John Drake
- Birth name: John Alan Drake
- Date of birth: 22 January 1959
- Place of birth: Auckland, New Zealand
- Date of death: 13 December 2008 (aged 49)
- Place of death: Mount Maunganui, New Zealand
- Height: 1.83 m (6 ft 0 in)
- Weight: 99 kg (218 lb)
- School: Auckland Grammar School

Rugby union career
- Position(s): Prop

Provincial / State sides
- Years: Team / Apps / (Points)
- 1981–87: Auckland / 85 / ()

International career
- Years: Team / Apps / (Points)
- 1980–82: NZ Universities
- 1985–87: New Zealand / 8 / (4)

= John Drake (rugby union) =

John Alan Drake (22 January 1959 – 13 December 2008) was a New Zealand rugby union footballer who represented the All Blacks and Auckland as a tighthead prop.

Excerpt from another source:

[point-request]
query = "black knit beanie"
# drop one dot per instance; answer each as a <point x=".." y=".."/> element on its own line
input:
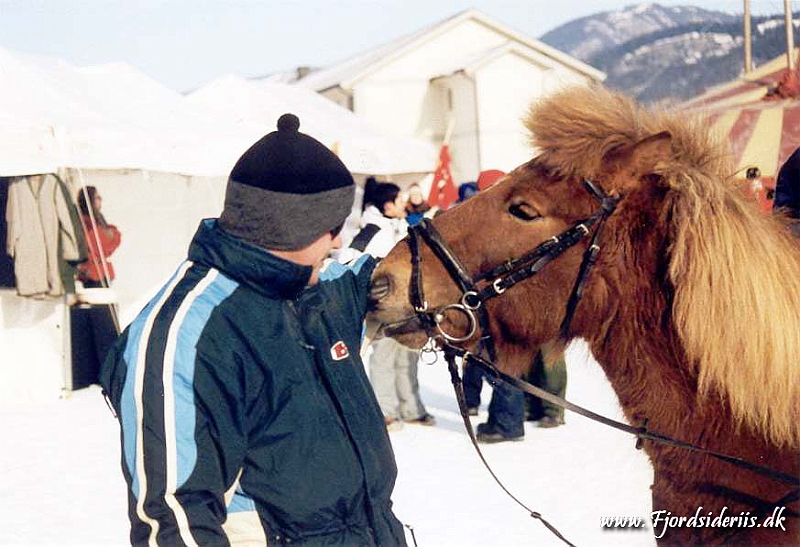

He played twelve times for New Zealand including eight test matches. He debuted for the All Blacks on the 1985 tour of Argentina playing in the 56–6 thumping of Mar del Plata. Drake was a key member of the 1987 All Black team which won the 1987 Rugby World Cup, playing in five of the six matches including scoring a try in the semi-final victory against Wales and playing in the final against France.

He retired at the end of the 1987 season while only 28 and later became a newspaper columnist and television commentator. Drake was educated at Auckland Grammar School. He died suddenly at his home, aged 49, on 13 December 2008.